To work with the leaders, be seen as a leader

It's easy for internal communicators - however senior we are - to tag along for the ride as second class citizens in leading our organisations. In too many, we're valued for our skill in turning the ideas of others into neat communication packages.

While the going's good, it's easy to breeze along and pick up communication awards without really trying. Yet the best communicators will come into their own now, not for their ability to craft clever messages, but by being an essential part of the leadership team, prompting, challenging and directing to help steer the organisation through to safer waters.

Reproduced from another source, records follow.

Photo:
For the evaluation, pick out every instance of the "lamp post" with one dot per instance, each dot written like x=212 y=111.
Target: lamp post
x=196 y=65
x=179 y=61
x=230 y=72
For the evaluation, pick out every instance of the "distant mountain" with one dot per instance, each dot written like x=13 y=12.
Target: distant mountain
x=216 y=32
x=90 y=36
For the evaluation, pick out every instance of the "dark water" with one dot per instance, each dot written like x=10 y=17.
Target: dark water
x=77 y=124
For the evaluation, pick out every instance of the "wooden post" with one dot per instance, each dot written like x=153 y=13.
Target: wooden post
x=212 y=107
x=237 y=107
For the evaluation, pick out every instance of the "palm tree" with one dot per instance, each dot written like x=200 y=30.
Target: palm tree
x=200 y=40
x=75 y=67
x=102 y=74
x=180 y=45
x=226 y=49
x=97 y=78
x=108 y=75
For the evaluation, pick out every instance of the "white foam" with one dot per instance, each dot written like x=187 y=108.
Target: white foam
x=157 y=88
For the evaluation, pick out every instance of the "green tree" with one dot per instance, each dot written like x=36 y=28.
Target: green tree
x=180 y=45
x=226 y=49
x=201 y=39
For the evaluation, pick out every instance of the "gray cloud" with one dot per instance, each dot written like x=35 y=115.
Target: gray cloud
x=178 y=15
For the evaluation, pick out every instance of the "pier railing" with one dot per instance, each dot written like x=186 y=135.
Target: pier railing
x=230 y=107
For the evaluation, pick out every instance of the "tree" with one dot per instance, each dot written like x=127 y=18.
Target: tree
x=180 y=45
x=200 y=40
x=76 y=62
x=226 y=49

This week's Melcrum Source newsletter points to some of the characteristics communicators need to show if they're to be valued rather than tolerated at Board level. They're all good, and I don't question any of the points Geri Rhoades puts forward.

She opines:

  • Be courageous.
  • Be curious.
  • Point out the possibilities.
  • Be knowledgeable.
  • Listen.

I'd add a few more:

  • Be challenging - no-one in your organisation will know more about internal/organisational communication than you. Show your expertise (as long as you can justify it.). Challenge the status quo and be an effective contributor to business debates, not a scribe or a doormat.
  • Be a leader - run your own team in an exemplary way and take that leadership into the boardroom. Even if you don't have board status, act as though you do (without being arrogant). Demonstrate you've a right to be there by virtue of your skills and input - and of course back them with excellent execution. Act as an equal among function managers - they may have more resource, but are no more expert than you.
  • Be different - most boardrooms are stuffed with lawyers and accountants who 'get' the balance sheets and operate by them. Then there'll be HR people who understand the policies and the impacts...but perhaps aren't the most creative tools in the box. Sales will be figures-led, and marketing will be interested only in customer impact. Comms, in whatever form comes from a different angle. You absolutely need to know what makes the business tick and what drives its success, but you'll be best placed to talk about what drives those within the business. The tools of communication are merely a start point now. You need to have a very high level of political business knowledge and awareness of the impact of each of the drivers. But you'll earn more than grudging respect if you have mastery of what engages people to deliver those drivers.